Students in Butte County have been out of school for almost a month — ever since the deadly Camp Fire started in early November and left many of their school buildings seriously damaged or completely destroyed.
"I'm a little bit nervous," says student Nevaeh Nichols, who was waiting outside with her mom, Megan. "I might not see any of my friends. I saw some of my friends, but I didn't see all of my friends."
That's because, according to officials from the Paradise Unified School District, only 250 of the 500 students enrolled in Paradise Elementary are expected to return. Others are staying with relatives or have moved out of state.
District officials have made it a priority to ensure students are placed back in classrooms with their same teachers. That's why they're busing students from all over the county to this school.
Paradise Unified Superintendent Michelle John says Paradise families brought their kids from as far as Redding and Sacramento, just to keep them with their teachers.
But while some students are physically relocating across the county, students at Paradise High School will instead be attending classes virtually. District officials have turned the Chico Mall into a kind of hub, where students can meet to work with teachers and counselors on their virtual assignments.
But according to 17-year-old Bryce Russell, the best part is that he has reconnected with his friends.

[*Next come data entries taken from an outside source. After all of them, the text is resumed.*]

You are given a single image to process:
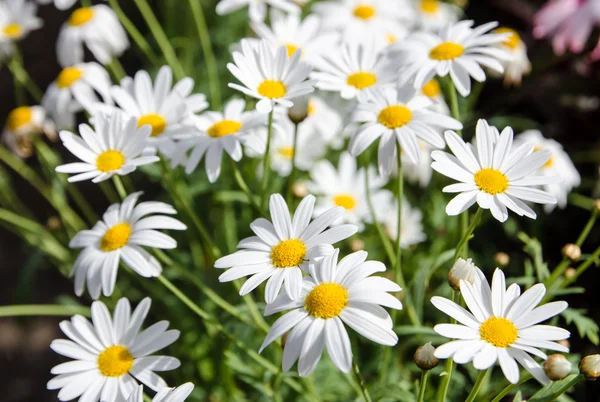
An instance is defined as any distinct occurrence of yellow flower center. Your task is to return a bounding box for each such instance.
[494,27,521,50]
[475,168,508,195]
[56,67,83,88]
[333,194,356,210]
[479,317,519,348]
[6,106,31,131]
[138,113,167,137]
[96,149,125,173]
[304,283,348,318]
[421,79,442,98]
[256,80,287,99]
[2,23,23,39]
[100,222,131,252]
[429,42,465,60]
[208,120,242,138]
[69,7,94,27]
[98,345,133,377]
[377,105,412,129]
[354,4,375,20]
[271,239,306,268]
[348,71,377,89]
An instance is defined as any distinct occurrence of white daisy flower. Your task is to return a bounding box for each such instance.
[215,194,357,303]
[217,0,301,21]
[251,12,340,65]
[171,99,265,183]
[2,106,57,158]
[69,191,186,299]
[56,113,159,183]
[431,120,557,222]
[127,382,194,402]
[307,152,389,231]
[431,269,570,384]
[56,4,129,66]
[42,62,112,129]
[259,249,402,377]
[517,130,581,212]
[47,297,181,402]
[349,86,462,175]
[392,21,510,96]
[227,39,314,113]
[311,42,396,102]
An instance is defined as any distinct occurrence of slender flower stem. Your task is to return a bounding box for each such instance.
[260,109,274,206]
[133,0,185,80]
[465,369,491,402]
[188,0,221,109]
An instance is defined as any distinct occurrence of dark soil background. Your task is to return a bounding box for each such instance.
[0,0,600,402]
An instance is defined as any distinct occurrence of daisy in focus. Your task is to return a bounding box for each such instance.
[259,249,402,377]
[517,130,581,212]
[431,120,557,222]
[392,21,511,97]
[349,86,462,176]
[42,62,112,129]
[56,113,159,183]
[215,194,358,303]
[69,192,187,299]
[56,4,129,66]
[47,297,181,402]
[431,269,570,385]
[227,39,314,113]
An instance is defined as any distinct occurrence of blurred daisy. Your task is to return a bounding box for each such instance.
[215,194,357,303]
[431,269,570,384]
[127,382,194,402]
[349,86,462,175]
[56,113,159,183]
[251,12,340,65]
[392,21,511,96]
[42,62,112,129]
[517,130,581,212]
[311,42,396,102]
[69,192,186,299]
[217,0,300,21]
[431,120,557,222]
[56,4,129,66]
[2,106,58,158]
[259,249,402,377]
[171,99,265,183]
[47,297,181,402]
[227,39,314,113]
[307,152,388,231]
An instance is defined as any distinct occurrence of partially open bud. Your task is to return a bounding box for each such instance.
[579,355,600,381]
[563,243,581,261]
[448,258,477,290]
[544,353,573,381]
[413,342,440,371]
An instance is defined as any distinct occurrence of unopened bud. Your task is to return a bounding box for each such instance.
[544,353,573,381]
[413,342,440,371]
[495,252,510,267]
[563,243,581,261]
[448,258,477,290]
[579,355,600,381]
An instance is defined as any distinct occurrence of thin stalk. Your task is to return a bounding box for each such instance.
[188,0,221,109]
[133,0,185,80]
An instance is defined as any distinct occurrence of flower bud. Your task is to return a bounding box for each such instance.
[579,355,600,381]
[413,342,440,371]
[448,258,477,290]
[563,243,581,261]
[544,353,573,381]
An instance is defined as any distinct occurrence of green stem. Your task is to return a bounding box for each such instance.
[133,0,185,80]
[0,304,90,317]
[188,0,221,109]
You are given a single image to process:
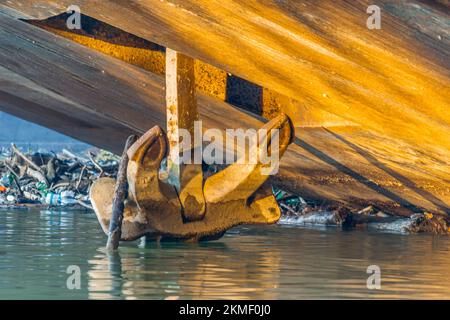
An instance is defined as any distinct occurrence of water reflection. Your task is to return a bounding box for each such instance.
[0,211,450,299]
[89,243,281,299]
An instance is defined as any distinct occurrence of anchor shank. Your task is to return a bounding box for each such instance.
[166,48,205,221]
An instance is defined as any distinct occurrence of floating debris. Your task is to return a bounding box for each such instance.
[0,144,118,209]
[274,189,450,234]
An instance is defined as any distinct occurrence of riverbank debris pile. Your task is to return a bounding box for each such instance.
[0,144,118,209]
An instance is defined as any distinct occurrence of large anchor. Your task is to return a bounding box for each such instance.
[90,49,294,241]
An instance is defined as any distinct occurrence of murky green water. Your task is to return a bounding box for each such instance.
[0,211,450,299]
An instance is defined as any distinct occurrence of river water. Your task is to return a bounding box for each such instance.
[0,211,450,299]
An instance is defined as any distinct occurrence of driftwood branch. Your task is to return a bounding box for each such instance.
[3,161,23,196]
[89,152,103,177]
[106,135,136,250]
[11,143,50,186]
[11,143,43,174]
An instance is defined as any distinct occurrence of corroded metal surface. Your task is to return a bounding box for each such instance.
[90,115,294,240]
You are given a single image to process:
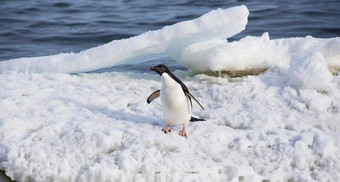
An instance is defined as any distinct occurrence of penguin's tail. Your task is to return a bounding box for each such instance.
[190,116,205,122]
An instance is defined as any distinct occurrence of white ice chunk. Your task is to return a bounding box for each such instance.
[171,33,340,72]
[0,5,249,73]
[288,52,333,91]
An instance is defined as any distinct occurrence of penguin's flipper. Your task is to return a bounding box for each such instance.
[184,92,204,110]
[146,90,161,104]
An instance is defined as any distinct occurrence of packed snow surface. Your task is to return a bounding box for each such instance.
[0,6,340,181]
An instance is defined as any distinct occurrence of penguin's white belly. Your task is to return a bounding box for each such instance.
[160,77,191,125]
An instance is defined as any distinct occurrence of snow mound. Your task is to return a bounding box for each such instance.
[171,33,340,72]
[0,6,249,73]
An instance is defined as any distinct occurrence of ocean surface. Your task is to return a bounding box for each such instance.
[0,0,340,72]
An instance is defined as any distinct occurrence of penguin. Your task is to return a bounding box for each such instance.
[147,64,204,137]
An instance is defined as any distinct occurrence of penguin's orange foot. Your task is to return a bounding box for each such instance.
[162,126,171,133]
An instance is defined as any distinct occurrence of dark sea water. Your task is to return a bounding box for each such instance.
[0,0,340,70]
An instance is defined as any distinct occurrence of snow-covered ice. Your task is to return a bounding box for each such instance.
[0,6,340,181]
[0,6,249,73]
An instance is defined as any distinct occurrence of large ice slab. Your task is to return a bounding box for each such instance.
[0,6,249,73]
[171,33,340,72]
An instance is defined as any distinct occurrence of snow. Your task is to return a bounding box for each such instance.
[0,5,249,73]
[0,6,340,181]
[171,33,340,72]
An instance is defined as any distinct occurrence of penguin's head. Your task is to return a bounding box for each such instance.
[150,64,170,75]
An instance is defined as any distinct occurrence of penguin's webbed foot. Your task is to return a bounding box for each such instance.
[162,126,171,133]
[179,128,188,138]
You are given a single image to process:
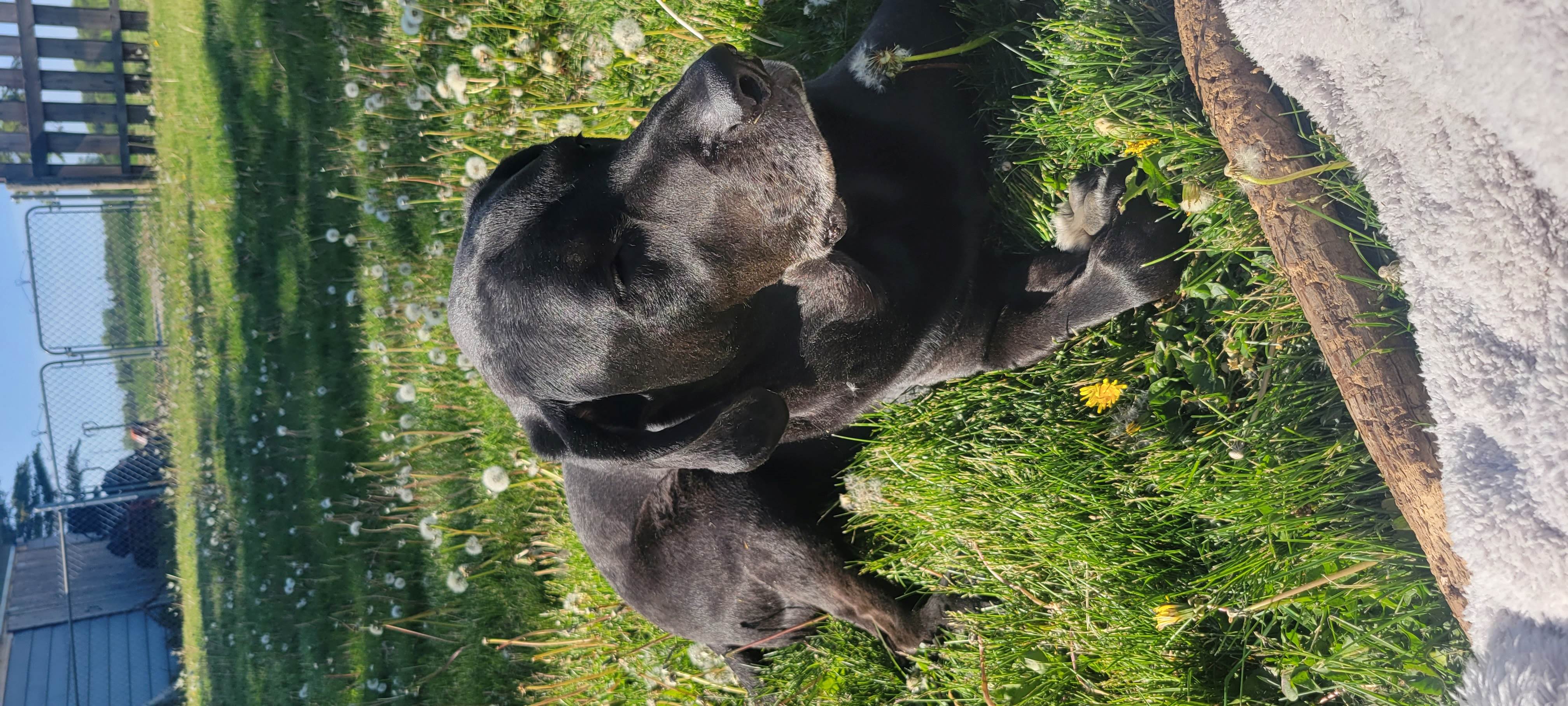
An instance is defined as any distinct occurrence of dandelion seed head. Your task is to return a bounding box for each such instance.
[400,6,425,36]
[555,113,583,135]
[462,156,489,180]
[447,14,474,41]
[610,17,648,56]
[480,466,511,493]
[539,49,561,75]
[583,33,615,69]
[469,44,495,74]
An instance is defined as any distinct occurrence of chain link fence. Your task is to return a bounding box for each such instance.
[27,201,163,355]
[39,353,169,568]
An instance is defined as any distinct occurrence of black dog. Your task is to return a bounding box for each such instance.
[448,0,1181,686]
[448,0,1181,472]
[565,438,978,694]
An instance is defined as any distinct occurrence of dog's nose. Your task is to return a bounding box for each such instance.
[685,44,772,130]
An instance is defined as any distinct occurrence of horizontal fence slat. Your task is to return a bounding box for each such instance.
[0,37,147,61]
[0,165,147,182]
[0,100,152,126]
[0,3,147,31]
[0,69,152,93]
[0,132,154,156]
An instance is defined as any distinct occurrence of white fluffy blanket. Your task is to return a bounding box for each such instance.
[1223,0,1568,706]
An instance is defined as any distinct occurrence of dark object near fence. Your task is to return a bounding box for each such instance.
[66,422,169,568]
[0,0,154,191]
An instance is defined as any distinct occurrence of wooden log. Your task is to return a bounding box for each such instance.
[1176,0,1469,631]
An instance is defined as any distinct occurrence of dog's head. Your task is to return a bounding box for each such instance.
[448,45,844,471]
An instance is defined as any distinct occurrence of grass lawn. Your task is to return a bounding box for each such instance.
[144,0,1466,704]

" 'Cause now I live so far away — I live in Biggs. So, um, I don’t really get to see anybody," says Russell. "So now I’m here and I get to see everybody and it’s really cool."
Russell's mom, Dawn, was there with him. She says that while she's glad to see him back to school, she didn't realize how hard it was going to be.
"I didn’t think it’d be this emotional to be here today, to do this. But this is his new normal. And it hurts for me that this is his new normal."
At a press conference with local officials, state schools Superintendent Tom Torlakson and Superintendent-elect Tony Thurmond said they would work to secure bond funding and federal grants for the impacted school districts to help them rebuild.